G42 has declined multiple requests from The Times to interview Mr. Xiao. The Financial Times published an interview with Mr. Xiao on Dec. 7 in which he said that G42 was moving to cut ties with Chinese hardware suppliers like Huawei in favor of U.S. firms.

But G42 is tightly intertwined with Chinese business figures and companies. The Wire China reported last month that corporate records show G42’s chief investment officer, Zhang Xiaoping, was also the chief operating officer of Yitu Technology, a Chinese company. The Biden administration put Yitu on a sanctions list in 2021 for developing surveillance technology used by Chinese officials in the repression of ethnic Uyghur Muslims.

Mr. Zhang runs two G42 companies in China: G42 Shanghai Investment and Beijing Qingzi Future Network Technology.

In addition, the report said the Beijing firm’s general manager, Li Xiaoxu, is also the supervisor of Pegasus Technology China, which was started in 2015 by Pegasus, an Emirati firm where Mr. Xiao was chief executive before he was named to the same role at G42.

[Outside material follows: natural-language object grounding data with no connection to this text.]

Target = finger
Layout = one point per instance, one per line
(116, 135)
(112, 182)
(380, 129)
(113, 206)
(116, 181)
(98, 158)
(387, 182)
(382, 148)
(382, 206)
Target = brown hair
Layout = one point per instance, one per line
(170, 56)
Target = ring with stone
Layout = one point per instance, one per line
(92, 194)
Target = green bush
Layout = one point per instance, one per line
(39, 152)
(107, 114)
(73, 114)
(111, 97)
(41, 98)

All three of those Chinese companies are among the 13 flagged by the congressional committee.

In 2019, an Emirati firm Mr. Xiao led was involved in the launch and operation of a social media app, ToTok, that U.S. intelligence agencies assessed was a spy tool used by the Emirati government to track the conversations of its users. The data harvested from the app, according to an American intelligence assessment, was stored by an Emirati firm called Pax AI, run by Mr. Xiao.

Chinese engineers helped create the app, and a forensic researcher who examined the app in 2019 told The Times it appeared to be a copy of a Chinese messaging app offering free video calls, YeeCall, that was slightly customized for English- and Arabic-speaking audiences.

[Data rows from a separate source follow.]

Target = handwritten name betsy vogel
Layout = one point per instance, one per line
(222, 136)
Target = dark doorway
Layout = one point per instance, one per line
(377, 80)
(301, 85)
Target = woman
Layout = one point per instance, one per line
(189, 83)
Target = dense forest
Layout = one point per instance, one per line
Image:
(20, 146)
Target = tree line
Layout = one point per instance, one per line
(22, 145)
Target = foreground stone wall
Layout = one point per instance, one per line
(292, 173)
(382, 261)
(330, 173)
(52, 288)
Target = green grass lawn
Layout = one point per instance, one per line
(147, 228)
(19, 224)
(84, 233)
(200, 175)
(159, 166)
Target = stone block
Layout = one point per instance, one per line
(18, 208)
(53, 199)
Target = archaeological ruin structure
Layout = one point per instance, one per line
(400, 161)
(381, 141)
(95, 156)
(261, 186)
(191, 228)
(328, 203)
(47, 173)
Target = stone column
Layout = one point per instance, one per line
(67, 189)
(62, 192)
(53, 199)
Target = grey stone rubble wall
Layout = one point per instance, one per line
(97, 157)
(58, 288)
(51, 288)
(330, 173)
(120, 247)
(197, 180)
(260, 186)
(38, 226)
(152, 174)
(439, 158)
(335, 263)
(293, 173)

The congressional letter named YeeCall as one of the companies that the Commerce Department should scrutinize.

And regarding the DarkMatter firms tied to G42 and Mr. Peng, the letter said the network collaborates with Song-Chun Zhu, a lead researcher at the Beijing Institute for General Artificial Intelligence, a top state-supported scientific institution.

One Emirates-based company owned by G42 and named in the congressional letter is Presight AI, which sells surveillance technology to police companies worldwide. In March 2023, a New York Times reporter examined its display at a police conference in Dubai and found signs of close ties to China.

The company advertised itself as a sort of Emirati version of the U.S. data company Palantir. A video display offered a glorified version of the company’s capabilities, in which big data analytics foiled a drone attack on an office tower. A separate demonstration showed off the company’s physical surveillance capabilities: A software platform used cameras and facial recognition technology to track people at the conference.

The software, which loaded in Chinese before being translated into English, carried a number of hallmarks of Chinese police software. Although a company representative insisted it was built in the Emirates, it had a number of features specifically catered to the China market, like internet cafe monitoring and specialized labels for phone tracking not often seen outside China.

A Presight AI representative at the police conference said the surveillance software had already been sold to a number of countries in Africa and the Middle East, and that it was being used by the Emirati government as well.